How to choose and switch
If you have no business or professional income, you can switch regime every year simply by selecting it in your return. If you have business or professional income, you opt out of the new regime using Form 10-IEA, and the choice is constrained: you can move out of the new regime and back in only once in a lifetime, after which you are locked into the new regime while business income continues. So a business owner should think harder before opting out.
warningMarginal relief applies just above Rs 12 lakh in the new regime, so a small overshoot does not create a tax cliff, but the relief is capped at the excess over Rs 12 lakh plus cess.
Form 10-IEA + Rule 21AGA (opt-out for business income)
Frequently asked questions
Is the new regime really tax-free up to Rs 12 lakh?+
Yes for tax year 2026-27. The new regime has a Rs 4 lakh basic exemption and a Rs 60,000 rebate under Section 87A that wipes out tax on total income up to Rs 12 lakh. A salaried person also gets a Rs 75,000 standard deduction, so the effective tax-free salary is about Rs 12.75 lakh. Special-rate income such as equity gains is excluded from the rebate.
Should I always choose the new regime?+
Not always, but for most people below about Rs 12 lakh, and for anyone without a large deduction stack, yes. The old regime wins only when your total deductions (home-loan interest, 80C, 80D, NPS and so on) are large enough to offset the new regime's higher exemption and Rs 60,000 rebate, which usually means higher income with substantial genuine deductions. Run both before deciding.

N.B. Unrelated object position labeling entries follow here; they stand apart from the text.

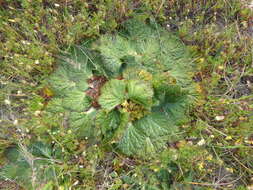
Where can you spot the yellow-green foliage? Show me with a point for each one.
(213, 151)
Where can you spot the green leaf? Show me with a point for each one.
(76, 101)
(147, 135)
(112, 94)
(140, 92)
(113, 49)
(55, 106)
(82, 123)
(108, 121)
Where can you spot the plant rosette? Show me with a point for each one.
(132, 88)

Can I switch regime every year?+
If you have no business or professional income, yes, you choose each year in your return. If you have business or professional income, you opt out of the new regime via Form 10-IEA, and you can move out and back in only once in a lifetime, after which you are locked into the new regime while business income continues. So business owners should choose carefully.
What happens just above Rs 12 lakh in the new regime?+
Marginal relief applies, so a small amount of income just over Rs 12 lakh does not trigger a sudden large tax bill. The tax is limited to roughly the amount by which your income exceeds Rs 12 lakh (plus cess), rather than the full slab tax, which removes the cliff effect at the rebate threshold.